Zitat: Die Geschichte vergisst nichts, nur die Menschen Seite 561!
Was für ein grandioses, intensives und unter die Haut gehendes Leseerlebnis! Wieder einmal hat Bettina Storks mit ihrem Roman Die Schwestern von Krakau ein wahres Meisterwerk erschaffen und mich mit ihrer Schreibkunst tief beeindruckt! Auf den Leser wartet eine hervorragend aufgebaute, durchdachte und exzellent recherchierte Geschichte, die unglaublich atmosphärisch ist, voller emotionaler Szenen steckt und mich von der ersten bis zur letzten Seite in den Bann gezogen hat. Ein Roman gegen das Vergessen, der einem betroffen und sprachlos macht, zu Tränen bewegt und berührt, zum Nachdenken und Reflektieren anregt und einen dankbar macht im Jetzt leben zu können. Die faszinierenden und authentisch dargestellten Charaktere, die die Autorin so facettenreich mit all ihren Ecken und Kanten erschaffen hat, haben es mir leicht gemacht ihre Gedanken, Emotionen und Handlungen 1 zu 1 auf mich zu übertragen und das Erlebte hautnah mit ihnen zu teilen. Bettina Storks versteht es einfach mit ihrer unglaublich feinfühligen und sensiblen Art zwischenmenschliche Gefühle zu beschreiben.

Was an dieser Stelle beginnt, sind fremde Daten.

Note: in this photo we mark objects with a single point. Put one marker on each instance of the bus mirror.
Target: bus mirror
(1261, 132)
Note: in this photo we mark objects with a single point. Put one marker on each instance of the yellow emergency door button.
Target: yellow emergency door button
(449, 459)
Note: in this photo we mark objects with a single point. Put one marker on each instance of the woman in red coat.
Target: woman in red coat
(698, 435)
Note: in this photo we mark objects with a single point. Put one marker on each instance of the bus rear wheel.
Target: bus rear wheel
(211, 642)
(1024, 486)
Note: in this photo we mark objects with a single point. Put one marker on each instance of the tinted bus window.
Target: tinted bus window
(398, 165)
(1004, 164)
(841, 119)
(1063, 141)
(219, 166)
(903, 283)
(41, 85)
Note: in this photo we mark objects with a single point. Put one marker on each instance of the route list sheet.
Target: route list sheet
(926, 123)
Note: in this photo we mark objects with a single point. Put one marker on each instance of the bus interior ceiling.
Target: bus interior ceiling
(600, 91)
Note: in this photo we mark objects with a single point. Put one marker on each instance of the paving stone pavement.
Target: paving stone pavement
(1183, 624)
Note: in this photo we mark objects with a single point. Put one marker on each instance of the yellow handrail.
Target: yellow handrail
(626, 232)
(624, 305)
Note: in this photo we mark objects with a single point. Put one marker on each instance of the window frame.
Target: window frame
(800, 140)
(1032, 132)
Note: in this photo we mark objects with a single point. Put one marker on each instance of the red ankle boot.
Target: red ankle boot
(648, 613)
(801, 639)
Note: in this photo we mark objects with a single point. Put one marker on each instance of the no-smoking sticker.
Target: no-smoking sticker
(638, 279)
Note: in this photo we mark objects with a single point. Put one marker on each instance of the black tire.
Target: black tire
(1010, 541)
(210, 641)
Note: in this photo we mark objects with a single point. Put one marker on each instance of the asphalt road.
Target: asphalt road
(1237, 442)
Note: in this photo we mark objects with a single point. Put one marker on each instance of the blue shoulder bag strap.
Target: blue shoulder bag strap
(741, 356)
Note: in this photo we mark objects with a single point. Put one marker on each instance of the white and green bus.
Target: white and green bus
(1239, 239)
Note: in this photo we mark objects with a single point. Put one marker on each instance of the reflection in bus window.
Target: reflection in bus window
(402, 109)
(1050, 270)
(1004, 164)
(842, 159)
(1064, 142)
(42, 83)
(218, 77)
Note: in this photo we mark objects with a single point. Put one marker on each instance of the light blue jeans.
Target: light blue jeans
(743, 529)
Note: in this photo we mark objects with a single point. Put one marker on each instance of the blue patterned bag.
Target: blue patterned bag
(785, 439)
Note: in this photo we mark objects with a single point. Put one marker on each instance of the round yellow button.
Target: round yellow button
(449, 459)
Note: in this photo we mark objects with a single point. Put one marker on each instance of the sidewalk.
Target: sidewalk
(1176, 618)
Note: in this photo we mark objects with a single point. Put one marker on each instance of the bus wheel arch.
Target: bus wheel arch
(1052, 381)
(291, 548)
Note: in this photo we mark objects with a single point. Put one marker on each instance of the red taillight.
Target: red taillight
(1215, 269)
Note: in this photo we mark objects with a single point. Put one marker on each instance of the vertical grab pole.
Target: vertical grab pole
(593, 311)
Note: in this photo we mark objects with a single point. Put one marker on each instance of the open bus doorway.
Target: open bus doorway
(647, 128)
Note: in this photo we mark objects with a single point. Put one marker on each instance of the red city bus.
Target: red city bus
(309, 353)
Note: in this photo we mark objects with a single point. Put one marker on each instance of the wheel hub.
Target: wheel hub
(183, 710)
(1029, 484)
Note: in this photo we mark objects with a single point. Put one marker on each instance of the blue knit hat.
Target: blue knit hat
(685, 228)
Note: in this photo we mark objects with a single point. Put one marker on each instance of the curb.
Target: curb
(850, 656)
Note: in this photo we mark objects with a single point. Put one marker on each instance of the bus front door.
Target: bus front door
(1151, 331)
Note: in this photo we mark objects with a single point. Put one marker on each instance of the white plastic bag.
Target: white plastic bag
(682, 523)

Die Hauptschauplätze des Romans sind Krakau und Paris, an denen die Geschichte auf zwei verschiedenen Zeitebenen im Jahr 2017 und der Zeit von 1941-1946 stattfindet und aus der Sicht von Èdith , Tatjana, Lilo, der Widerstandskämpferin Gusta und Simon erzählt wird. Als Simon Mercier 2017 in Paris stirbt, entdeckt seine Tochter Èdith, das ihr Vater ihr einen Teil seines Lebens vorenthalten hat. Auf der Suche nach den deutsch-polnischen Wurzeln ihrer Familie lernt sie ihre Großcousine Tatjana aus Fellbach kennen und beide spüren direkt ein unsichtbares und vertrautes Band zwischen sich. Èdith nimmt ihre Recherche in Paris und Tatjana in Krakau auf und das, was sie auf ihren Reisen dabei Erfahrung bringen, hat mir die besondere Geschichte von Krakau in der Zeit des Nationalsozialismus auf eine neue und ganz andere Weise näher gebracht. Es hat mich beeindruckt, wie intensiv und eindringlich Bettina Storks in Lilos und Gustas Erzählpart das Zusammenleben der damaligen Bevölkerung, zu denen die polnischen und volksdeutschen Bewohner, die Verfolgten, die Widerstandskämpfer und die deutschen Besatzer gehörten, beschrieben hat und dabei deren Angst, Ungewissheit, Entsetzen, Verzweiflung, Leid, Hoffnung, Mut, Kampf um Gerechtigkeit, Identität und Freiheit, die Suche nach Liebe in unheilvollen Zeiten und die Willfährigkeit der Besatzer, zum Ausdruck bringen konnte. Anhand schriftlicher Hinterlassenschaften von historischen Persönlichkeiten hat die Autorin ungeschönt die Ereignisse in Krakau mit der fiktiven Familiengeschichte verknüpft und bei mir so viel Gänsehautmomente ausgelöst und mich sprachlos gemacht. Wie unterschiedlich Menschen mit dem Erlebten umgehen kommt im Buch auch zu Sprache, einige verbannen es aus ihren Gedanken und ihrem Gedächtnis, andere teilen ihre Erfahrungen und Erinnerungen damit sie nicht vergessen werden. Das auch heute noch Spuren, Sünden und Wunden der Vergangenheit in den Köpfen einzelner Menschen und sichtbar im Stadtbild von Krakau sind, fasst die Autorin durch Tatjanas Reisen nach Krakau ebenfalls sehr feinfühlig in Worte.
Sehr ergreifend fand ich die Geschehnisse zum Ende hin, als alle losen Enden langsam zusammengeführt werden und auch die letzten Familiengeheimnisse aufgedeckt wurden.
Mein Fazit:
Ich habe gespürt, wieviel Herzblut, Zeit und Liebe Bettina Storks in diesen Roman hineingesteckt hat. Unendliche Sterne und eine absolute Leseempfehlung gibt es von mir für diesen ganz besonderen Buchschatz, der mir noch lange in Erinnerung bleiben wird!